Rep. Roger West, the Cherokee County Republican who sponsored the provision, said he's against more government acquisitions in mountain counties dominated by national forests and parks that are exempt from county property taxes.
West made another point via legislation. This one was about state environmental officials, who he said are too slow to issue permits and too fast to levy fines.
He sponsored a budget provision that would eliminate the job of a regional air-quality supervisor who fined a contracting company from West's district $78,000 last year.
West said he filed the provision because Department of Environment and Natural Resources officials wouldn't discuss the fine with him. The House co-speakers killed his measure last week.
West's name also appeared on a bill, sponsored by Rep. Connie Wilson, R-Mecklenburg, that would essentially fire two "adversarial" state wetlands officials. That measure will be withdrawn, West said.
"It seems like they're not pro-environment but anti-progress," West said of the environmental officials. "I'm hearing from people in the mountains who can't get development projects done. It seems like there's a problem that needs to be looked into. They're holding up progress, and progress is something I like."
Advocates haven't seen so many anti-environmental measures since 1995, when property-rights supporters threatened to block legislation, said Molly Diggins, state director of the Sierra Club.
One possible explanation: A large number of new legislators and the unusual situation of co-speakers leading the House, she said, may give interest groups higher hopes of influencing lawmakers.
Diggins attributes chafing over environmental permits, in part, to chronically understaffed state agencies. Permit fees, which help pay for staff, haven't increased since 1989.
"Most often," Diggins added, "it's people not really wanting to abide by their permits."
It's deja vu for some measures emerging this spring.
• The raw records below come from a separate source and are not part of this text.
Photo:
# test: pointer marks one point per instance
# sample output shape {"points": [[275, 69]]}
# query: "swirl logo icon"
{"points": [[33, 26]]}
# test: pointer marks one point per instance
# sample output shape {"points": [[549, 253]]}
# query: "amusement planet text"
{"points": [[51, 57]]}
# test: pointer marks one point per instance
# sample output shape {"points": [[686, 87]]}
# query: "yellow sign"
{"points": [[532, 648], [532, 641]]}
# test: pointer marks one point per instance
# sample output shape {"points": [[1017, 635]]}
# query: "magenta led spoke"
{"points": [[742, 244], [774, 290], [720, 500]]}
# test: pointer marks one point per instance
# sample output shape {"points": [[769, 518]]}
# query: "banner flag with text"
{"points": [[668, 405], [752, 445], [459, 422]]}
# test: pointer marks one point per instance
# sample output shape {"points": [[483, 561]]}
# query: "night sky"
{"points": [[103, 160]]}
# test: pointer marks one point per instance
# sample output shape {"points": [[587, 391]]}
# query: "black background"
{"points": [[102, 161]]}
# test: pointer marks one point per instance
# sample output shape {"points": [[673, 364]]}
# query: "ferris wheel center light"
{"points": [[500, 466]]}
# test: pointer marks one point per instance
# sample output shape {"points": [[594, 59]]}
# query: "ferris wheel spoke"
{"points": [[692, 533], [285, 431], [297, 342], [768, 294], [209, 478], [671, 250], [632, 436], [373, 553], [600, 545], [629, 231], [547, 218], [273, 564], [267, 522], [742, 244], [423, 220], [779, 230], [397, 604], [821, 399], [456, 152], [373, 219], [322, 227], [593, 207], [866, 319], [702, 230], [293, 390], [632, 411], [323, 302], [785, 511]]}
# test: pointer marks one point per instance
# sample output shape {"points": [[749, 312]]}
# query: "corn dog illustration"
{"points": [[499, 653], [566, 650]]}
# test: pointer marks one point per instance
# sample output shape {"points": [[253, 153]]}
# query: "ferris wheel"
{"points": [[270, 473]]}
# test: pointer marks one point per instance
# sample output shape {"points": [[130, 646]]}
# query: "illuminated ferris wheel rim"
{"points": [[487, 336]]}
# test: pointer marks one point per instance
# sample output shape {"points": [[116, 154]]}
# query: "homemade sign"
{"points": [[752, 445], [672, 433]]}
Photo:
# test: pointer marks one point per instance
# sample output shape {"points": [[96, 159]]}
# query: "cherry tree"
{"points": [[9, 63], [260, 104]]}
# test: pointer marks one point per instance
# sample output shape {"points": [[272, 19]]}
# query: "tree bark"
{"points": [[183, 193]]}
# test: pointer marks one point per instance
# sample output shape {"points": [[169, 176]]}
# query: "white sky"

Wilson sponsored a bill that requires state agencies to consider the economic impact of new rules on small business, and forbids state rules that are tougher than federal law. The last provision reminds old-timers of the so-called Hardison amendments, which forbade stronger state environmental rules than the feds' rules.
The legislature repealed those limits in 1991. In the mid-1990s, responding to pollution from hog farms, the state adopted new tougher rules that Wilson's bill would have prevented.
Property rights also bubbled up again this year, for the sixth time, by Diggins' count.
A bill Wilson co-sponsored would make local governments pay "just compensation" for billboards or other structures they want removed. It also says giving billboard owners a period of years in which to remove their signs, a typical approach, doesn't count as compensation.
The anti-tax group Citizens for a Sound Economy rallied around property rights in recent years as the state Environmental Management Commission moved toward requiring buffer zones on the Catawba River.
It's now exhorting its members to attend public hearings on state stormwater rules, which CSE charges would be stricter than the federal government requires.
"The environmental lobby and the EMC seem to have tremendous power, whether it's highways or buffers," said CSE state director Jonathan Hill.
Bill Holman, a longtime environmental lobbyist and former DENR secretary, said the environment is usually in the middle of a legislative tug-of-war.
Now executive director of the Clean Water fund, Holman said he doesn't detect a backlash as much as a need to educate House members about the importance of environmental programs.
Last year, state law called for the fund to get $70 million a year. Statewide cutbacks reduced the appropriation to $66.5 million.
State law says the appropriation is supposed to rise to $100 million for each of the next two fiscal years. The House budget set it at $25 million. The Senate still must act.
The fund is reviewing about $100 million in grant requests, including projects to clean up Charlotte's Little Sugar Creek, protect the city's water intake and buy shoreline on the South Fork Catawba River. Holman expects new requests totaling a similar amount later this year.
The state needs to spend $176 million more each year to reach its goal of conserving 1 million acres by 2010, says a new study by UNC Chapel Hill's Environmental Finance Center.
"It's hard times" in the state budget, Holman said. "But I think it also shows we have work to do in the House to make investments in clean water more important."